Wheat Among the Chaff

Many of these arguments contain an implicit plea: I am not average, and neither are you; I have good ideas and they are a better choice. Despite the obvious fallacies in these arguments, we can sometimes find a hidden truth. Calling the index “mediocre” expresses distrust of consensus prices. Complaints of index-relative performance measurement contain a valid kernel: the index benchmark does not evaluate the non-economic and psychological benefits that the active manager provides. If it is an American characteristic to express our independence and always seek the best, then even the anti-American argument may strike near the truth.

However, these bad arguments are disingenuous not least because they distract us from asking key questions of ourselves and of the managers. We should know our reasons for deciding to go active, what we expect to derive in performance and other benefits, and the costs of doing so.

Active management is difficult, and the decision to choose a particular manager needs to be made with care. In interviewing an active manager, we should avoid a focus on past performance.
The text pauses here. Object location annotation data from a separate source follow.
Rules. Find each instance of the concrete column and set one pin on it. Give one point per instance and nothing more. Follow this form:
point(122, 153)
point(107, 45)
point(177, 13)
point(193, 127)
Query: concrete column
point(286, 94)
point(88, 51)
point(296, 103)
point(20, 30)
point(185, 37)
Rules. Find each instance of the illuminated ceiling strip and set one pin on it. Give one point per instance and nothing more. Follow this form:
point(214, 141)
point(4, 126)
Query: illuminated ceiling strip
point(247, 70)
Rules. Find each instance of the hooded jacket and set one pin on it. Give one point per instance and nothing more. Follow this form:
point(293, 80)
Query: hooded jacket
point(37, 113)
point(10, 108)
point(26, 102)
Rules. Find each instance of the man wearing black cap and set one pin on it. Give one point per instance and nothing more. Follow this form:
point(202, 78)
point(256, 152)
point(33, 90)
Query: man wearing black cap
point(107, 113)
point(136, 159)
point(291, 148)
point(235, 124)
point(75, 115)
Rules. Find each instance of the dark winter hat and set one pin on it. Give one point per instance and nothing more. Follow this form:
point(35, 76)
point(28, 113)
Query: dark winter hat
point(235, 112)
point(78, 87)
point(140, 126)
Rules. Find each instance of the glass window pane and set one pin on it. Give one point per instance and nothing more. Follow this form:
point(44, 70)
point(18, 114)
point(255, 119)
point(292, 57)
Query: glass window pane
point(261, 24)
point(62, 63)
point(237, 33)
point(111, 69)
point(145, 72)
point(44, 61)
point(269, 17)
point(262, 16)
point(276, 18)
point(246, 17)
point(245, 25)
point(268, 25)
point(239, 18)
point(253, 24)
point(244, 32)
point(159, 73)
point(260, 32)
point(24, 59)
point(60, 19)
To obtain superior investment returns, the manager should have and be able to clearly articulate an investment philosophy from which flows his superior value. The manager must be able to explain why he is better than the best active managers, not better than the average.

This is not to say that these questions are enough. In deciding to go active we need to do even more work: to evaluate the risks the manager will incur, to consider the investment process, costs, and to perform other duties of diligence.

Yet passive investing is also a difficult concept for many to accept. Its key drivers are a comfort with consensus prices, the difficulty in finding a skilled manager, and the high expense in doing so. We do not need to believe in efficient markets to go passive.

In the end, our question has no general answer; there is a place for both active and passive management. Each must answer the question for ourselves, being honest about our needs and our preferences.